这日,陪圣上用了晚膳,席上萧翎喝了几杯果酒,初时不显,等冷风一吹,便有些上头。
萧翎不知道这酒后劲儿大,直接上了轿辇,路上一晃一颠,萧翎便受不住了。
缭乱把脚软手软的萧翎扶下来,萧翎扶着池塘边的栏杆便呕。
她不愿让下人看见自己如此狼狈的样子,挥了挥手,让缭乱带着人远远等着。
许是头朝下呕得久了,萧翎只觉得脑子也被吐了出去一般。
她眼前一片昏花,看东西雾蒙蒙地不说,脑子也生锈了一般。
她一抬眼,竟然见着太子站在身旁。
萧翎冷笑:“我都特意绕道走了,不想还能碰见哥哥。”
太子神色有些古怪,他开口:“皇姐......”
眼前人嘴唇一张一合,萧翎费力辨认他说了什么。
只可惜这酒着实要命,她来不及思考便又是一阵恶心,她张着嘴像是要把内脏呕出来一般。
太子递过来一张帕子,萧翎抬手拍开,气恼道:“滚开,我不想见你。”
本该是恶狠狠地一巴掌,却因为醉酒没力气,显得像是欲拒还迎般的撒娇。
太子顿了顿,之后一手卡住了萧翎后颈,另一只手拿着帕子,不容拒绝的擦上了萧翎嘴角。
萧翎猛地一锤身边人的胸膛,哭闹道:“你不是不会手软吗?你去啊,你去告发我,你让圣上弄死我......”
太子哑着嗓子:“我怎么舍得你去死......”
萧翎一扭身,钻进在太子怀里抹了把鼻涕,伸手狠狠掐了一下太子腰间肉,恶狠狠道:“你那日既说得那样绝情,现在又假惺惺哄我作甚?滚去找你的良娣去......”
太子身体一僵,表情更奇怪了,他几乎是用一种惊悚的眼神看着萧翎,他惊疑不定,一时间竟愣住了。
气氛忽然变得凝滞诡异,饶是萧翎醉酒,也不由疑惑地看了太子一眼。
就是这一眼,萧翎登时一惊,酒醒了大半。
眼前人哪里是太子,分明是——萧璟!
萧璟和萧恪虽非同母所生,但眉眼、身形却都生得极像,猛地一眼足有六七分相似。
若非说有什么不同,那便是萧璟脸型更柔和,更像他的母妃。
是了,离宫的时候为了避开萧恪,特意绕了远道,此时碰见的,正是萧璟才对。
这是回京之后,她第一次见到萧璟。
萧璟一拱手,“皇姐安好。”
萧翎乍惊之下,脸色发白,“二皇子心里要是真有我这个皇姐,方才就不该将错就错。”
萧璟忽而一笑:“皇姐自己醉酒认错人,反倒是怨起臣弟来了。啧,没想到,臣弟今日倒是窥得了一个大秘密啊......”
萧翎冷声道:“萧璟,慎言!”
萧璟敛了笑容:“皇姐对太子一口一个哥哥,对臣弟不是二皇子就是萧璟,真是偏心啊得紧啊。”
萧翎不欲多言,扭头边走,不想被萧璟扯住了小臂。
萧璟道:“听说,前几日皇姐和太子吵了一架,我本以为是做戏,现在看来是太子真的惹皇姐不快了。”

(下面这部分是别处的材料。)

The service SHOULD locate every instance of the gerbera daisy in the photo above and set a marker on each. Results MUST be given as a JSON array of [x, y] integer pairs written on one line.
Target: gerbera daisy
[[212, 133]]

“不会手软?告发?圣上?让我猜猜,总不会是因为......摘星楼吧?”
萧翎不言,只是眼神冰冷如刀。
萧璟略略一想便明白,“我这位太子兄长身后助力颇多,摘星楼想从他这里得到从龙之功想来并不容易,皇姐生气......莫非是价码没谈拢?”
听萧璟说到这里,萧翎心下一松,明白是萧璟误会了,但她也不澄清。
萧璟见她不语,以为是自己一语中的,神色带了几分得意。
“皇姐,摘星楼要的价码太子不愿意给,我却乐意至极,而且......”萧璟上前两步,抓起萧翎的手,慢慢抚向了自己这张和太子六七分相似的脸。
他低低道:“太子能给皇姐的,我也能给,我比太子更年轻,皇姐要不要试试?”
萧翎猛地瞪大双眼,反手一巴掌抽了上去,她几乎是抖着嗓子喊出声:“恶心。”
萧璟用指腹搓着自己被打的脸颊,笑出了声:“分明是一样的脸,皇姐也太偏心了。”
萧翎被恶心得一刻都待不下去,转身就走,身后传来萧璟的声音。
“摘星楼想裂土封王、吞养私兵、封侯拜相都行,我都愿意给,皇姐不愿意和我谈,那我也可以去和国师谈......”
萧翎忍无可忍,扭头斥骂道:“你算什么东西,也敢肖想这些!”
萧璟是认真的,很快,他就和殷鹤搭上了线。
殷鹤此人,狼子野心但又极度谨慎,局势未明朗之前,殷鹤不会明着站队,也不会承诺什么。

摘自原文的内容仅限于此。